HiddenLayer disclosed a malicious Hugging Face repository called Open-OSS/privacy-filter that typosquatted OpenAI's legitimate Privacy Filter project. The repo copied the original model card almost verbatim and shipped a loader.py file that, on Windows, fetched and executed an infostealer. The repo briefly hit Hugging Face's trending list at #1 and accumulated 244,000 downloads before the platform pulled it on May 7. The loader runs in an invisible PowerShell window, escalates privileges, adds itself to Microsoft Defender exclusions, and deploys Sefirah - a Rust-based infostealer that targets browser credentials, Discord tokens, cryptocurrency wallets, and SSH keys.

Check
Search proxy and DNS logs for connections to Hugging Face repository 'Open-OSS/privacy-filter' or downloads of 'loader.py' tied to it since April. Hunt Windows endpoints for sefirah.exe and unfamiliar Microsoft Defender exclusions.
Affected
Windows machines whose users downloaded from Open-OSS/privacy-filter between late April and May 7. AI/ML developers are the highest-risk role. Acute risk: developers whose machines hold cryptocurrency wallets, Discord tokens, and SSH keys to production. Cryptocurrency holders specifically targeted by Sefirah's wallet-extraction modules.
Fix
Block Open-OSS/privacy-filter at the network egress layer. For machines that may have run the loader: rotate every browser-stored credential, Discord token, SSH key, and cryptocurrency wallet seed. Enforce signature verification for Hugging Face models pulled into production. Treat all Hugging Face repositories as untrusted by default. Apply HiddenLayer's published Sefirah IoCs.

Hugging Face's LeRobot robotics framework has an unpatched flaw that lets remote attackers run code with no authentication (CVE-2026-25874)

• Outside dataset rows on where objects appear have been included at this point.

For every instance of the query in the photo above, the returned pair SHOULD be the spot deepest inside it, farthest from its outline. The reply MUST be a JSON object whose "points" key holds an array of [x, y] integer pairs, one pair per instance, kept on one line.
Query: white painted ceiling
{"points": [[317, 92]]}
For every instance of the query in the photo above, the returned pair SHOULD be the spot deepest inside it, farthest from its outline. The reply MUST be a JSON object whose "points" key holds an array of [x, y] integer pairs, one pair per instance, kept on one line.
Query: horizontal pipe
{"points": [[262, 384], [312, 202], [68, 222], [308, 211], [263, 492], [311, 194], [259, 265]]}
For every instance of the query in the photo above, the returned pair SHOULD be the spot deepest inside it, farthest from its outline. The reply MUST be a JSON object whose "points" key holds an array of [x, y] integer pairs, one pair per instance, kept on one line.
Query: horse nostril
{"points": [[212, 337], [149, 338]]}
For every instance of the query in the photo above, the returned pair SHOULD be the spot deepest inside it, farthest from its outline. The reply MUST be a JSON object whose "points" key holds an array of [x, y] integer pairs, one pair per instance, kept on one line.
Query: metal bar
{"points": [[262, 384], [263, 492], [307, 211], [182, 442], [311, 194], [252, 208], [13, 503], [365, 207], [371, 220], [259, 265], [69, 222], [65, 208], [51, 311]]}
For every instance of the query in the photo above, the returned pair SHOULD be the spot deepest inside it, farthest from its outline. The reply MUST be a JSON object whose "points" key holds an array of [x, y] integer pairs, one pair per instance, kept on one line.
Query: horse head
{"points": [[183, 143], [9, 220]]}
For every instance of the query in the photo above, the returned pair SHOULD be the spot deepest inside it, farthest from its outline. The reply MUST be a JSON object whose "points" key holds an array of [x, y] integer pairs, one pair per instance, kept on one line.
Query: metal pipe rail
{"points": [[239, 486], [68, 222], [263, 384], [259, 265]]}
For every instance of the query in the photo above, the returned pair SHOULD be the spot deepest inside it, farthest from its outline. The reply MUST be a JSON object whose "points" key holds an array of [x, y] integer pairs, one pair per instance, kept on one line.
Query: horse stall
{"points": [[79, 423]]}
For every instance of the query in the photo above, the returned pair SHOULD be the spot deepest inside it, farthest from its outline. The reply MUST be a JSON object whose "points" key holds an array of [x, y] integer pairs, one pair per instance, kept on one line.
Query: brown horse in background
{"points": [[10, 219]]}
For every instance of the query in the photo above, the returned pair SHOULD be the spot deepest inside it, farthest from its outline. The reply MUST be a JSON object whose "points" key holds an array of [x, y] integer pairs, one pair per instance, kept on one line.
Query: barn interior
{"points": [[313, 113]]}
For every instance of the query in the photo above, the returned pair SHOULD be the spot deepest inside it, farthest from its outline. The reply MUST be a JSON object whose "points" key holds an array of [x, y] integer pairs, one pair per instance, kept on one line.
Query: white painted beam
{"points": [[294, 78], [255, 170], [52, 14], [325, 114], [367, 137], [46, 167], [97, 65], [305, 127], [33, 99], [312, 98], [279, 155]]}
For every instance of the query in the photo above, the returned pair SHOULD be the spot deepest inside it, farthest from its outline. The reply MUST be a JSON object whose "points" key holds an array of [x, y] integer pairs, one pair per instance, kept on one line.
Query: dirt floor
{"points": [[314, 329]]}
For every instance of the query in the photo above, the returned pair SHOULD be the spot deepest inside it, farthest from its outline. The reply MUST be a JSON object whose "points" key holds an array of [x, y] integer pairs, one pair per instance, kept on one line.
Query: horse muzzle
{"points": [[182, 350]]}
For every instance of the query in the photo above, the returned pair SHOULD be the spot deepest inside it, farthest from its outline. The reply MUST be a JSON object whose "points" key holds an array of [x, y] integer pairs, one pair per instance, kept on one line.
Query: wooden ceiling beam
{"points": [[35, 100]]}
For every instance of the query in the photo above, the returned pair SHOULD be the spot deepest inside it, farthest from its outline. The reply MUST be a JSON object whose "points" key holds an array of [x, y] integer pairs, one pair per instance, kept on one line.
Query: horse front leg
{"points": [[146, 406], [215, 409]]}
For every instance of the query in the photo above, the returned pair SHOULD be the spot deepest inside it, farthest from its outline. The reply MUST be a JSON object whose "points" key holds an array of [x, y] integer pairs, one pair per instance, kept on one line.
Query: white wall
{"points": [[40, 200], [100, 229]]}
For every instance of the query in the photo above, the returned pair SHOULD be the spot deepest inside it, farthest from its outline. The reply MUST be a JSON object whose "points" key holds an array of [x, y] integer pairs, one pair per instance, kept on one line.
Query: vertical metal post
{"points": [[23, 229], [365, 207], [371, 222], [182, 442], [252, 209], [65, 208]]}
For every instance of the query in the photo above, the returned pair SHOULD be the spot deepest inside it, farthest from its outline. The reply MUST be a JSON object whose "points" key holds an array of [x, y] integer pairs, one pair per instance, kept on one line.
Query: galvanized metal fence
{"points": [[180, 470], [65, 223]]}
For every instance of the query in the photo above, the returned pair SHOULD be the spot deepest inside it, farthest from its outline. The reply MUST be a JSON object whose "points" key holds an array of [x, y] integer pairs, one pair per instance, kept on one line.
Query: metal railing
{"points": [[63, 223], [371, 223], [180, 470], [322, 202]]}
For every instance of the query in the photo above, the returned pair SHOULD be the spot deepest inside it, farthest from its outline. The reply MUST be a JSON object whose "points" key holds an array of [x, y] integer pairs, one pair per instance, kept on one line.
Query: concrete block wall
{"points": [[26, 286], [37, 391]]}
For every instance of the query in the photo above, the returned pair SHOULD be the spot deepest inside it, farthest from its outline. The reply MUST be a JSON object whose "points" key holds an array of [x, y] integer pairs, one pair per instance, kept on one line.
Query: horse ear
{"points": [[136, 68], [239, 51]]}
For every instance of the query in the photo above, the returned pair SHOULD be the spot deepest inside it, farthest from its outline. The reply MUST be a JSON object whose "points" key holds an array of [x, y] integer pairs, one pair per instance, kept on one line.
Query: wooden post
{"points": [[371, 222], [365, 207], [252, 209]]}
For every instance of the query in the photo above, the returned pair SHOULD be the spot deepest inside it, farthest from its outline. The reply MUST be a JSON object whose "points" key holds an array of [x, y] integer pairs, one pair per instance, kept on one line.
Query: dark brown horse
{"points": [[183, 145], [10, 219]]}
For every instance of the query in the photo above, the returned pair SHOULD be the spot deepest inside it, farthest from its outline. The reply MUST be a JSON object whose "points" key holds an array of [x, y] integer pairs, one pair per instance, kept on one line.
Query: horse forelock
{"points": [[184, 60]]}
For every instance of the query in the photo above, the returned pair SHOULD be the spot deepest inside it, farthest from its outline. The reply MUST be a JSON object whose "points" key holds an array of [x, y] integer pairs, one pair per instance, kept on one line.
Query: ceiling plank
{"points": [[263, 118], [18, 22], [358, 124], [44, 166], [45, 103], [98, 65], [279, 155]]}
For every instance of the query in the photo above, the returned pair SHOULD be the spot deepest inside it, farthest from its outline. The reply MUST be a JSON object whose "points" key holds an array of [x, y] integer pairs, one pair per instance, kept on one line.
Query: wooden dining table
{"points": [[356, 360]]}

Researchers disclosed a critical unauthenticated remote code execution flaw in Hugging Face's LeRobot, the open-source framework used to train and deploy ML models on physical robots. CVE-2026-25874 sits in the framework's web interface, which by default listens on all network interfaces with no authentication - quick for demos, but a hard fail when the demo box ends up on a corporate network. There is no patch yet. Hugging Face has been notified but hasn't released a fix. Particularly serious because LeRobot is usually attached to actual robotic hardware, so a compromise can mean unsafe physical actions.

Check
If your team uses Hugging Face LeRobot anywhere, take the web interface off any reachable network and bind it to localhost-only until a patch is released.
Affected
All current versions of Hugging Face LeRobot with the web interface enabled. CVE-2026-25874, unauthenticated RCE, no patch available. Acute risk for research labs, robotics startups, and university labs running LeRobot demos where the host has any network reachability. Manufacturing or warehouse environments using LeRobot for production robotics are at the highest risk because compromise can drive physical actions.
Fix
Bind LeRobot's web interface to 127.0.0.1 only and tunnel through SSH for remote access. If localhost-only isn't workable, put the interface behind an authenticated reverse proxy (nginx with basic auth, Cloudflare Access, Tailscale). Block direct internet access to any LeRobot host at the firewall. Watch the LeRobot GitHub for the patch. Don't run LeRobot on the same host as production robotic control systems.